The European Court of Human Rights (ECHR) on Tuesday ruled against the Republic of Cyprus in the appeal by journalist Makarios Droushiotis that there was a violation of Article 10 of the European Convention on Human Rights (ECHR) regarding freedom of expression.

The case concerned an article by Droushiotis, which was published in the local daily newspaper Politis in 2005. The article criticised the extension of the service of Akis Papasavvas by decision of the Council of Ministers.

“This decision is extremely important for freedom of speech and validates the scope for criticism of those in power at a time when in Cyprus freedom of expression is suppressed,” Droushiotis said.

The ECHR awarded Droushiotis €12,000 for moral damages and €5,362.50 for court costs.

In 2015, in civil defamation proceedings, the Supreme Court ruled that Droushiotis and the publishers of Politis newspaper must pay €25,000, an amount which the publishing house paid.

In its conclusions, the ECHR found that the reasons given to justify the interference with the issue of freedom of expression, although relevant, were not sufficient. “The national courts focussed particularly on the excessiveness of the expressions used without giving sufficient weight to other relevant factors that should be taken into account when weighing their decision,” it said.

Additionally, it noted, “the amount awarded was disproportionate to the goals that had been set. Therefore, the intervention in question was not “necessary in a democratic society”.

Therefore, the ECHR ruled that there had been a violation of Article 10 of the Treaty.

In its decision, the court noted that the press “plays a necessary role in a democratic society”. “Although it must not exceed certain limits, especially in relation to the protection of the reputation and rights of others, yet it is its duty to convey, in a manner consistent with its duties and responsibilities, information and ideas on all matters of public of interest”, it said.
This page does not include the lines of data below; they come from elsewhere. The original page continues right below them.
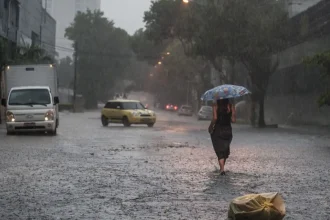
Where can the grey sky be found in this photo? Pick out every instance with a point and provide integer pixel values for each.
(127, 14)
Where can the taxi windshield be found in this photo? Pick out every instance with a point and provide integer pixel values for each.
(132, 105)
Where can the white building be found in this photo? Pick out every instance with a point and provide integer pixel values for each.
(64, 12)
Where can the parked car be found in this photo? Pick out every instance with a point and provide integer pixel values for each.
(205, 113)
(127, 112)
(171, 107)
(185, 110)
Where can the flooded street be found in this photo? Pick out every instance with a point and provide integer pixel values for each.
(166, 172)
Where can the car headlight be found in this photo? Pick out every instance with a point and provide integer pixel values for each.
(10, 117)
(49, 116)
(135, 114)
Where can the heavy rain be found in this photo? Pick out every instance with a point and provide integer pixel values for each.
(165, 109)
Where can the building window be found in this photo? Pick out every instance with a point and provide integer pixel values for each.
(48, 5)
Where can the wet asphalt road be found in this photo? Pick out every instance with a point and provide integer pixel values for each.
(166, 172)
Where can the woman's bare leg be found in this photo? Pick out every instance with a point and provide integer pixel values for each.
(222, 165)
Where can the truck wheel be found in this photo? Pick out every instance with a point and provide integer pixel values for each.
(126, 122)
(105, 121)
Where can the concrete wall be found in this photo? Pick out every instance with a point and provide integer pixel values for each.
(64, 12)
(37, 26)
(295, 7)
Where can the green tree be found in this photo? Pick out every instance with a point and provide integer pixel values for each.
(103, 52)
(322, 60)
(145, 49)
(249, 32)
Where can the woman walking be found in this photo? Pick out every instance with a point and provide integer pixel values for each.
(221, 131)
“It is not only the duty of the press to convey such information and ideas, but the public also has the right to receive them,” it noted. “If this were not the case, the press would not be able to play its vital role of public watchdog,” the court added.

According to the ECHR, the freedom of journalists also covers recourse to a degree of exaggeration or even provocation, and it is not for the court, nor for national courts, to substitute its own views for those of the press as regards techniques in the manner of writing to be adopted in a particular case.

In another point of the decision in relation to the amount awarded at the national level, it noted that although it can be considered that the publication of the article in a widely-circulated newspaper may have influenced to some extent the person concerned, the court considered that the amounts awarded were “disproportionate to any possible damage to reputation and has doubts as to whether the effects of the article were sufficiently serious to override the applicant’s right to freedom of expression.

The award of such an amount, given its size, “may, in the court’s view, discourage open discussion of matters of public interest and the fact that the publisher ultimately chose to pay the full amount in this case cannot change this finding,” the court stated.